Alman Yeşilleri’nin Türkiye şöhreti Claudia Roth demeyecek mi şimdi “Hani siz IŞİD’le çarpışırken Türkiye arkadan sizi vuruyordu?” diye...
Merkel’in beyninin sağ yarısı Volker Kauder sormayacak mı “Dolduruşunuza gelip Türkiye’ye bir araba dolusu laf ettim, ‘Sınırı açın da savaşçılar geçsin’ yaygarasıyla esip gürledim. Şimdi silahlı savaşçı takviyesini niye geri çevirdiğinizi bir anlatın bana” diye...
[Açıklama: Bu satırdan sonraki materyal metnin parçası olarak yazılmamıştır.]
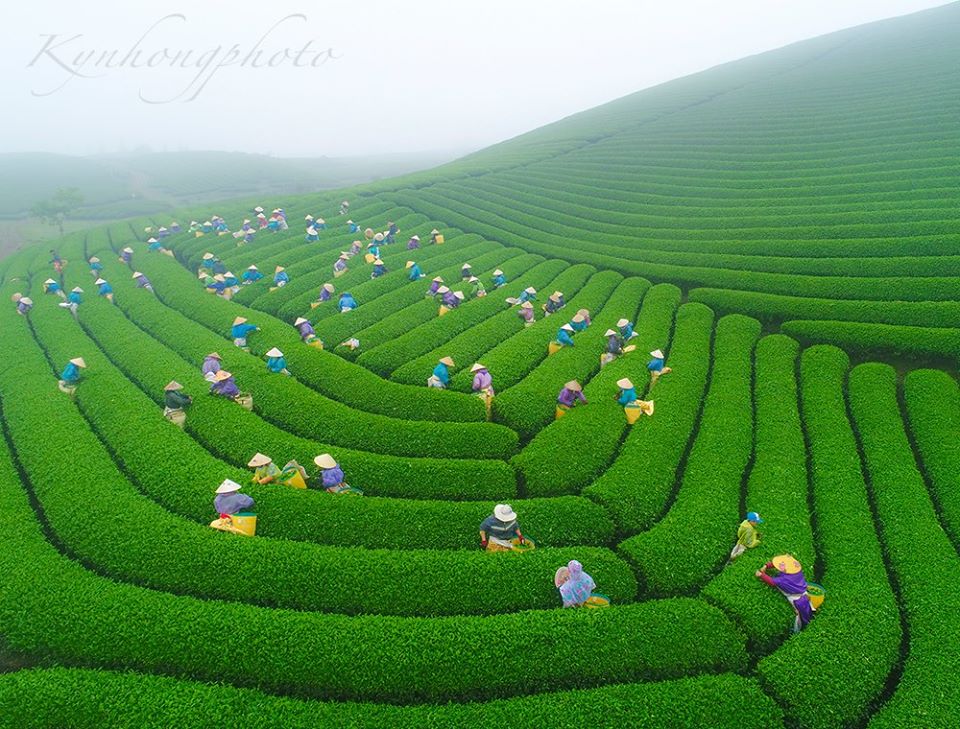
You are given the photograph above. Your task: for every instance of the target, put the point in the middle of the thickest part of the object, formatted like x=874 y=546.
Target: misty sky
x=369 y=76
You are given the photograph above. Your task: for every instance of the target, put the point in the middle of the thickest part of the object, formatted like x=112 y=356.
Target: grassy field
x=784 y=228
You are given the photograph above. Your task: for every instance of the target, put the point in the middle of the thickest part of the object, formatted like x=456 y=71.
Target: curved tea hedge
x=738 y=216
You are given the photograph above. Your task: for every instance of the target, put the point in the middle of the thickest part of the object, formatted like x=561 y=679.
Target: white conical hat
x=228 y=487
x=259 y=459
x=325 y=460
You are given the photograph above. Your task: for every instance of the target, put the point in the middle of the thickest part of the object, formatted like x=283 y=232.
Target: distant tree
x=59 y=207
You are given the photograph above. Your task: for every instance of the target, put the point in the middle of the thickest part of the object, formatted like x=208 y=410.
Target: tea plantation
x=785 y=228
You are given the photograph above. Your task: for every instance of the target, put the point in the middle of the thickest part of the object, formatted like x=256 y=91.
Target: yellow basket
x=177 y=417
x=816 y=593
x=245 y=522
x=68 y=389
x=296 y=481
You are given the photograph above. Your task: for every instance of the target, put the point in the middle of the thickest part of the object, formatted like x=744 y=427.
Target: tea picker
x=576 y=587
x=240 y=330
x=331 y=476
x=234 y=510
x=747 y=535
x=656 y=367
x=210 y=366
x=441 y=374
x=500 y=531
x=792 y=585
x=569 y=396
x=633 y=407
x=307 y=333
x=175 y=403
x=276 y=362
x=71 y=375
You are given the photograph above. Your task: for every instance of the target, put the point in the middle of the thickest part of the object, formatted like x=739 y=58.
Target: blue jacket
x=240 y=331
x=442 y=373
x=627 y=396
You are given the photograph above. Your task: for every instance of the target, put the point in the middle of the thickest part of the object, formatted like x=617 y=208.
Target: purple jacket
x=232 y=503
x=306 y=330
x=482 y=381
x=569 y=397
x=227 y=388
x=210 y=365
x=331 y=476
x=795 y=584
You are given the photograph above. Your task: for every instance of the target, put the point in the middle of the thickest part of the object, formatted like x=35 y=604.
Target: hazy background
x=431 y=75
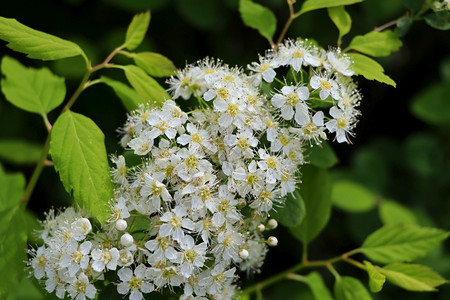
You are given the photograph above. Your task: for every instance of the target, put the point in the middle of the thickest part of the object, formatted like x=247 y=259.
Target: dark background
x=395 y=154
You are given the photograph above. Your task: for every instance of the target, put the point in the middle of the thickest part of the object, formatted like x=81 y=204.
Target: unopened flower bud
x=121 y=225
x=272 y=224
x=126 y=240
x=272 y=241
x=261 y=227
x=243 y=253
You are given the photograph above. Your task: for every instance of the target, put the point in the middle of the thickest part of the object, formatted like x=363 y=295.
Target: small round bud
x=261 y=227
x=272 y=241
x=243 y=253
x=272 y=224
x=121 y=225
x=126 y=240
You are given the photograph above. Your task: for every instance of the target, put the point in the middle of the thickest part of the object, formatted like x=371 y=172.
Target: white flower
x=134 y=284
x=292 y=97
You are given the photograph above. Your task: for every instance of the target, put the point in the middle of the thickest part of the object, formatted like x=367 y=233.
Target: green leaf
x=33 y=90
x=322 y=155
x=401 y=243
x=36 y=44
x=432 y=104
x=315 y=190
x=13 y=238
x=353 y=197
x=293 y=211
x=439 y=20
x=376 y=279
x=78 y=152
x=154 y=64
x=19 y=152
x=316 y=284
x=147 y=87
x=309 y=5
x=412 y=277
x=350 y=288
x=376 y=43
x=341 y=19
x=136 y=30
x=258 y=17
x=129 y=97
x=392 y=212
x=370 y=69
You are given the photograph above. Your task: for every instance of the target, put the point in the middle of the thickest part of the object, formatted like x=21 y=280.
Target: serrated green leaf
x=353 y=197
x=129 y=97
x=376 y=279
x=309 y=5
x=439 y=20
x=321 y=156
x=401 y=243
x=432 y=104
x=369 y=68
x=412 y=277
x=19 y=152
x=136 y=30
x=341 y=19
x=33 y=90
x=34 y=43
x=392 y=212
x=154 y=64
x=147 y=87
x=316 y=284
x=258 y=17
x=293 y=211
x=376 y=43
x=350 y=288
x=315 y=190
x=78 y=152
x=13 y=237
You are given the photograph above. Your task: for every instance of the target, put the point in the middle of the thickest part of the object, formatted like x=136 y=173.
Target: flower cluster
x=194 y=212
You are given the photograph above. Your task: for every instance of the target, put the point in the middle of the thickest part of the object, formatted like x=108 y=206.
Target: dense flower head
x=195 y=211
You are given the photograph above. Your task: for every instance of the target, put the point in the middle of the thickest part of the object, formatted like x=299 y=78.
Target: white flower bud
x=126 y=240
x=272 y=224
x=243 y=253
x=261 y=227
x=272 y=241
x=121 y=225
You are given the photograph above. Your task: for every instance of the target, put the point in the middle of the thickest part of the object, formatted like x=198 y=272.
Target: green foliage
x=412 y=277
x=19 y=152
x=129 y=97
x=350 y=288
x=432 y=104
x=369 y=68
x=292 y=212
x=401 y=243
x=352 y=197
x=315 y=190
x=376 y=279
x=34 y=90
x=147 y=87
x=391 y=213
x=36 y=44
x=136 y=30
x=376 y=43
x=341 y=19
x=321 y=156
x=439 y=20
x=78 y=152
x=309 y=5
x=154 y=64
x=258 y=17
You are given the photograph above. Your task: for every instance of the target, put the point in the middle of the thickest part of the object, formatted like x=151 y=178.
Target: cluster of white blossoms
x=195 y=212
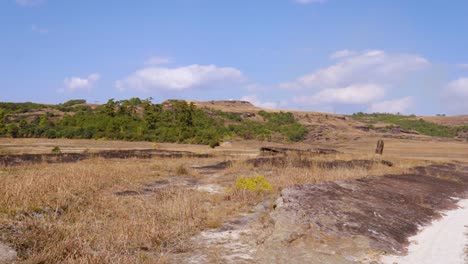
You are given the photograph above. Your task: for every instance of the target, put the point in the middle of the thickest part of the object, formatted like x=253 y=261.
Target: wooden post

Örgüt çıkarlarını Kobani savunmasından da IŞİD’le mücadeleden de önde tutmak değilse nedir gerekçeleri?

***

PKK, uçuk bir hayalin peşinde. IŞİD’le savaşıyor algısını kullanarak uluslararası meşruiyet sağlayacak güya.
Deyin ki üç-beş günlük fiyakası oldu, sonra? Sanki NATO’ya mı alacaklar, ABD’nin silah arkadaşı, Türkiye’nin askeri müttefiki mi sayılacak Kobani’de IŞİD’e direndiği için...
Otonom bir silahlı güç olarak kabul göreceklerini, devletsiz bir ordu gibi ortada gezebileceklerini düşünüyor galiba Kandil’deki örgüt şefleri.
Türkiye’yi de Barzani’yi de Kobani’ye yaklaştırmamaları bu yüzden. Örgütçülük damarı yüzünden...
Propagandaları tutsa, bütün dünya Türkiye’nin ve Barzani’nin PKK’yı IŞİD’le savaşta yalnız bıraktığına inansa ne geçecek ellerine?
Tanımlanamayan bir cisim gibi Ortadoğu semalarında elde silah uçmanın Kürt’e, Kürt’ün yaşam ve özgürlük mücadelesine faydası ne!
Ütopik derecede uçuk kaçık bir ‘silahlı örgüt’ fetişizmi yüzünden değer mi Kobani’yi ateşe atıp dünyayı aldatmaya?